As part of the move, Imperial has invested in new facilities dedicated to the large-scale production of tumbled bricks. The company states that this is the first facility of its kind, which processes its new traditionally-made bricks to “achieve indistinguishable alternatives to genuine reclaimed bricks, which can be difficult to source in volume”. Bricks from this range have already been used by developers such as Millwood Homes — supplied by Parker Building Supplies — on a number of new build housing developments in the South-East.
Jason Hughes, Managing Director of Imperial Bricks, said: “We can now offer merchants new brick ranges and complementary products, as well as securing the reliable supply for which Imperial is recognised. (This means) merchants can sell more bricks and a wider choice, and differentiate their branches.”
The move was reportedly planned for several years and comes in response to growing demand for Imperial Bricks’ range of over 70 handmade, pressed and engineering bricks. The bricks are manufactured with exclusive partner factories in Europe and Asia, with Imperial working with its partners over many years to develop new ranges. As above, many of its bricks are processed by machine or hand at its UK premises to add authentic features such as weathering, sooting, or a reclamation finish.
The company recently announced a new exclusive partnership with a brick manufacturer in Turkey in a move said to provide “assurance of quality and year-round capacity for seven of its most popular brick colours and styles”. The plant meets all of the internationally recognised standards for ethical and quality manufacturing and the “sole supply” contract covers bricks made to Imperial’s specification, which are designed to match authentic regional brickwork found across the UK.
The brick blends include Country Blend, Farmhouse Orange, Imperial Blend, Olde Reclamation Clamp, Reclamation Shire Blend, Urban Weathered and Tudor Multi. These can now be identified as Imperial’s by a ‘stamp’ of its crown logo, found in the frog of the brick, which the company is introducing throughout 2021 and 2022.
The new stamp means merchants, architects, developers and self-builders can identify genuine Imperial products, as a mark of the “quality and ethical manufacturing assurance” that comes with the brand.
Jason explained: “Some of our most popular handmade brick ranges are the first to feature the crown branding, and we’ll be rolling this out across our entire brick portfolio over the next year to protect our ongoing success and the growing demand for high-quality handmade bricks.”

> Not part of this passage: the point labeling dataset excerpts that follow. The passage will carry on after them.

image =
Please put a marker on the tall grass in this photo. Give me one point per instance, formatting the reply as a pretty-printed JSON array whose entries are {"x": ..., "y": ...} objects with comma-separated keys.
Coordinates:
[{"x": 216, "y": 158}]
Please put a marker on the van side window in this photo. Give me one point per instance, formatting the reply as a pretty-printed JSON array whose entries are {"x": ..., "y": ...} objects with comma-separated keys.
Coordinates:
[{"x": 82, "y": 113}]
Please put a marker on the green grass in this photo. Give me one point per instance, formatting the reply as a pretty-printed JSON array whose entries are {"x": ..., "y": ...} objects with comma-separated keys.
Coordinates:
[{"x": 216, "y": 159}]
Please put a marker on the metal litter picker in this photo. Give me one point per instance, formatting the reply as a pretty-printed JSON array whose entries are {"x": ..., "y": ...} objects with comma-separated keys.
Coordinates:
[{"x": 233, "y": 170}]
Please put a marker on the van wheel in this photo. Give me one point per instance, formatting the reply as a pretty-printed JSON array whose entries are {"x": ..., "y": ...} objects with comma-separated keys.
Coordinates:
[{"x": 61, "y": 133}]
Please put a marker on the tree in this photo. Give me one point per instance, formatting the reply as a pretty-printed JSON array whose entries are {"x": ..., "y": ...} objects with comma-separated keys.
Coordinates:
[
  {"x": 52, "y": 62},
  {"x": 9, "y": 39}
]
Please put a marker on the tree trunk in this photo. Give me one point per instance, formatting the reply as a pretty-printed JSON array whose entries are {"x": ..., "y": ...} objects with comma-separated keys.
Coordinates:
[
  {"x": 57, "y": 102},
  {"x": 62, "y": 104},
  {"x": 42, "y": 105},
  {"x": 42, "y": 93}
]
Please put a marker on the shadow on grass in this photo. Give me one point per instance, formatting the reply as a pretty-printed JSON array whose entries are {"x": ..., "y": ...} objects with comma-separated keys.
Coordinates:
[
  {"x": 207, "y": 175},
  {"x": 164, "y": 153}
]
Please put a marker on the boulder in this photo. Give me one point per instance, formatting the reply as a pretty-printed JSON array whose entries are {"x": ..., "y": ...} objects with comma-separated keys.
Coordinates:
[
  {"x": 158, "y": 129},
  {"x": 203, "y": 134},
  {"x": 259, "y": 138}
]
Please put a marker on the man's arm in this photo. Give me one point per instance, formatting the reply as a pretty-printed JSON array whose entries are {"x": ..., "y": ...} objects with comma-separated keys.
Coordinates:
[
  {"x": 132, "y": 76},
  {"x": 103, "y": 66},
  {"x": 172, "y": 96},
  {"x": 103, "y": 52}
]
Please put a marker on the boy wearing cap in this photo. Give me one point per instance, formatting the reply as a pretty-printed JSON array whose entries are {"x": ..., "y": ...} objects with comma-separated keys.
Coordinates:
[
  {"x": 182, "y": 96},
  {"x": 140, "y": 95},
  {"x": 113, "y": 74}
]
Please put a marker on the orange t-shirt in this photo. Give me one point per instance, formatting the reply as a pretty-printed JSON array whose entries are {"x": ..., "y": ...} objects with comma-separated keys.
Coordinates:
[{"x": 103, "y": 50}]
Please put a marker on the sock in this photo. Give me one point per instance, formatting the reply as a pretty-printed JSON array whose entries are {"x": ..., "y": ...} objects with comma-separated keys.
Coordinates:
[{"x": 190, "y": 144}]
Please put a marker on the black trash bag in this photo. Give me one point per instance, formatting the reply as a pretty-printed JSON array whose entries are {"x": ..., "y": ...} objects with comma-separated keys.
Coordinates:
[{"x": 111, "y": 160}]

Of the new partnership in Turkey, Jason said: “Imperial only works with factories on a long term, exclusive supply basis. We decline to work with manufacturers / factories who after working on product development look to supply multiple companies in the UK market, so on this basis we have moved to the new facility which meets our rigorous supply criteria.
“The transfer of the original development manager to the new facility ensures Imperial has a continual product pipeline in place, and innovative product development will be continued. This new partnership will afford us the opportunity to broaden our product portfolio into the wider built environment.”
Over the past 10 years, Imperial Bricks has launched a range of traditional handmade bricks to match each region of the UK. It lays claim to being the first company to take this ‘partnership-orientated’ approach with supplier factories, with the facilities meeting “strict ethical and quality assurances (and) at least six out of seven internationally recognised manufacturing and supply standards”. This includes CPR compliance/UKCA marking, SEDEX ethical trading audits and ISO 9001 and 14001.
Imperial’s new Turkish factory is said to be no exception whilst for full transparency of the supply chain, evidence of the standards is available to customers under an NDA, which “national and independent merchants have already viewed to their satisfaction”.
Imperial’s bricks and further details of its ethical and quality manufacturing policies can be viewed on its website.